Por su parte, el artículo 42 de la NFITPAJD regula el sujeto pasivo de esta modalidad de Actos Jurídicos Documentados, indicando que: "Será sujeto pasivo el adquirente del bien o derecho y, en su defecto, las personas que insten o soliciten los documentos notariales, o aquéllos en cuyo interés se expidan. Cuando se trate de escrituras de préstamo con constitución de garantía se considerará adquirente al prestatario. En aquellos supuestos en los que un mismo documento contenga varios actos o negocios jurídicos sujetos a tributación en virtud de lo dispuesto en el artículo 44 de esta Norma Foral, se determinará separadamente para cada uno de ellos la persona en la que concurre la condición de sujeto pasivo del Impuesto.".
Adicionalmente, el artículo 43 de la mencionada NFITPAJD, referido a la cuota fija correspondiente a los documentos notariales en la modalidad de Actos Jurídicos Documentados, recoge que: "Las matrices y las copias de las escrituras y actas notariales, así como los testimonios, se extenderán en todo caso en papel timbrado de 0,15 euros por folio. Las copias simples no estarán sujetas al Impuesto.
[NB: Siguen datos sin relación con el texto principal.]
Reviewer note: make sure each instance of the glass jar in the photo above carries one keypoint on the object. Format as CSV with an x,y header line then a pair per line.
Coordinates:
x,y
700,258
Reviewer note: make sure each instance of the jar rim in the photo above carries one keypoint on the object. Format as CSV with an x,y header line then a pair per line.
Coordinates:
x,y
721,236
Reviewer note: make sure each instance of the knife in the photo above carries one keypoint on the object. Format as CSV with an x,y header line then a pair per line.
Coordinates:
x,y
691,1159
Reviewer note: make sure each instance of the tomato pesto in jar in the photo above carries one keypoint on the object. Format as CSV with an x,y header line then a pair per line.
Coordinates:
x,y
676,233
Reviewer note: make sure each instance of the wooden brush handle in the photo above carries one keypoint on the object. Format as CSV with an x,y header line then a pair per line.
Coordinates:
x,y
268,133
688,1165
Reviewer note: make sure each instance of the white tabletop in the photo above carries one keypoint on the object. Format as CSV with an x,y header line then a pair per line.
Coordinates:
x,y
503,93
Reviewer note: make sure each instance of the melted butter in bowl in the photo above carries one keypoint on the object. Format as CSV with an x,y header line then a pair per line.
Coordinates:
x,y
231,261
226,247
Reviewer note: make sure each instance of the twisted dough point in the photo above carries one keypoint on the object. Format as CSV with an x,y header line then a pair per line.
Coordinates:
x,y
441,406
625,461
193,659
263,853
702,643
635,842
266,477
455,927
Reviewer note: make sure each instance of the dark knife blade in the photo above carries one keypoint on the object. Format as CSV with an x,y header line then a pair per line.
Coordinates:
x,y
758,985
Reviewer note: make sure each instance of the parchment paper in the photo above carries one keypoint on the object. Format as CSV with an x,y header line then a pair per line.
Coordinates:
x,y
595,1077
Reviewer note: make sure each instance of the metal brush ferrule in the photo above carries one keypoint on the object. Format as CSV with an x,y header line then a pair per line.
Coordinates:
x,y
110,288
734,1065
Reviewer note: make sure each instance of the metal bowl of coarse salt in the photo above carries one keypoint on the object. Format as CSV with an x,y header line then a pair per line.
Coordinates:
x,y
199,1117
Lo dispuesto en el párrafo anterior será de aplicación a la segunda y sucesivas copias expedidas a nombre de un mismo otorgante.".
A lo que el artículo 44 de la misma NFITPAJD, relativo a la cuota gradual de la misma modalidad del Impuesto, añade que: "1. Las primeras copias de escrituras y actas notariales, tributarán, además, al tipo de gravamen del 0,50 por 100, en cuanto a tales actos o contratos, siempre que cumplan las siguientes condiciones: a) Tengan por objeto cantidad o cosa valuable. b) Contengan actos o contratos inscribibles en los Registros de la Propiedad, en los Registros Mercantiles, en los Registros de Cooperativas dependientes de las Administraciones Públicas correspondientes y en los Registros de Bienes Muebles. c) No estén sujetos al Impuesto sobre Sucesiones y Donaciones o a los conceptos de transmisiones patrimoniales onerosas o de operaciones societarias del Impuesto sobre Transmisiones Patrimoniales y Actos Jurídicos Documentados, en los términos establecidos en esta Norma Foral. 2. Por el tipo de gravamen consignado en el apartado 1 de este artículo tributarán las copias de las actas de protesto. 3. En lo que se refiere al requisito regulado en la letra b) del apartado 1 de este artículo, se entenderá cumplido éste siempre que exista la mera posibilidad de acceso a los Registros Públicos referidos, con independencia de que se inscriba o no el acto o negocio jurídico sujeto a gravamen.".
De manera que la operación por la que se pregunta no deberá tributar por la cuota gradual prevista en la modalidad de Actos Jurídicos Documentados del ITPAJD, al encontrarse la operación sujeta al Impuesto sobre Sucesiones y Donaciones, sin perjuicio de su tributación por la cuota fija establecida en el artículo 43 de la NFITPAJD.